As many growers in the South found out recently, picking cotton in January is not a good idea. Thanks to a wicked and wet turn from Mother Nature, too many growers had no option but to pick into the New Year.

Recent results of tests on pre-conditioning treatments to prepare cotton for defoliation indicate there may be some advantages in timeliness and convenience that could have spared growers some of the stress of December and January picking.

The tests were conducted by North Carolina State University graduate student and researcher Seth Holt over two years in North Carolina and Virginia.

“It’s not unusual for cotton growers in any of the cotton producing areas of the country to have to defoliate cotton with rank growth and heavy canopy density twice. It is not only costly, but it is time consuming and can rob the grower of the opportunity to pick cotton when harvest conditions are good,” Holt told attendees at the recent Beltwide Cotton Conferences held in New Orleans.

“Often the cotton crop is uniform and ready for defoliation, but the grower can’t defoliate all his cotton because he can’t pick it fast enough to prevent regrowth and other harvest problems. If the grower is using a two or three-way combination defoliant, this can involve a significant number of acres and will get expensive real fast,” Holt explains.

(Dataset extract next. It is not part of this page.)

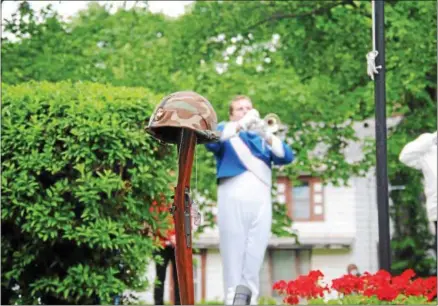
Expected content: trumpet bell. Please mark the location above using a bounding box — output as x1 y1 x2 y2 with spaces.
264 113 281 133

By pre-conditioning cotton for defoliants, Holt explains his research team applied a low volume, cheap rate of a defoliant to prepare the crop for a full rate defoliation. Though he technically does defoliate twice, he contends the lower cost, slower acting early defoliation is cheaper and allows the grower a bigger window of opportunity to pick his crop.

In 2009, pre-conditioning could have allowed some growers to harvest more of their crop ahead of record-breaking December rains and snows and would have definitely paid big returns to the grower.

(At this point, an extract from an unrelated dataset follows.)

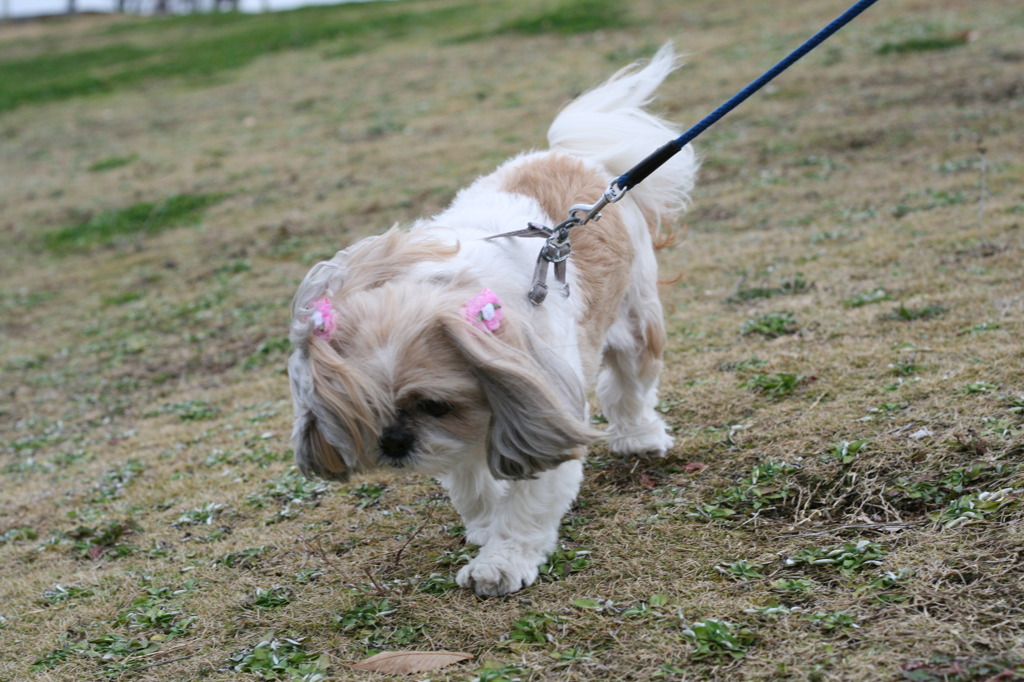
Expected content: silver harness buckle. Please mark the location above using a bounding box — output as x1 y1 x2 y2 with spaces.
487 182 624 305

“Right now pre-conditioning cotton for defoliation is more of a convenience factor than anything else. Our tests in North Carolina and Virginia clearly indicate some differences between cotton that was pre-conditioned and then fully defoliated versus a one-time or two-time conventional defoliation. However, I must stress that so far we have not seen any definitive yield improvement (or decline) using this system,” Holt says.

Early fall pre-conditioning defoliation could promote rapid defoliation, remove older foliage for more complete defoliation, produce cleaner fiber and reduce weather-related harvest delays.

Holt’s research team looked at reduced rates of DEF, Dropp, Prep and ET. The standard defoliation was a three-way combination of DEF, Prep and Dropp. All were applied at 15 gallons per acre. The pre-conditioning treatments were applied seven days ahead of standard defoliation.

They used two aggressive, rapid growing, heavy canopied varieties for their tests — DPL 164 and Stoneville 6611. They applied six tons per acre of poultry litter on high moisture soils. “The idea was to create very rank growing plants and heavy canopies, which we did,” Holt says.

In both years a pre-condition rate of DEF worked well, produced a good level of defoliation and set the crop up well for standard defoliation. DEF, Prep and ET all worked comparably well in the second year of the test.

At all sites and in both years the heavily canopied cotton responded well to the pre-condition plus standard three-way defoliation program when evaluated seven days after the standard treatment and 14 days after the pre-conditioning treatment.

Compared to a one-time standard three-way defoliation all the pre-condition, plus standard defoliation treatments produced a higher percentage defoliation than the standard three-way treatment alone.

Regrowth was not statistically different 21 days after the one-time standard treatment and 28 days after the pre-conditioning, plus the standard treatment.

“Visually, you could clearly see both years at all locations that the pre-conditioning treatment, plus the standard treatment, produced a higher level of defoliation. In the standard treatment you could consistently see more leaves in this thick, dense canopy,” Holt says.

It seems clear that a pre-conditioning program plus a standard defoliation application will be a better strategy for thick canopies by allowing more efficient defoliation. In some cases, the pre-conditioning strategy improves overall defoliation, perhaps produces early harvest and allows the grower to maintain the time window between standard defoliation and harvest — not prolonging the period.

“I want to make it clear that the pre-conditioning treatment in our tests did not improve yield, lint percentage, fiber quality or bolls above cracked bolls in any of the treatments,” Holt concludes.

“We will look at the economic benefits of using one of these pre-conditioning treatments. We will look at different application methods and other factors in addition to determine whether this can be a consistent money-making or cost-saving strategy for growers,” the North Carolina State researcher concludes.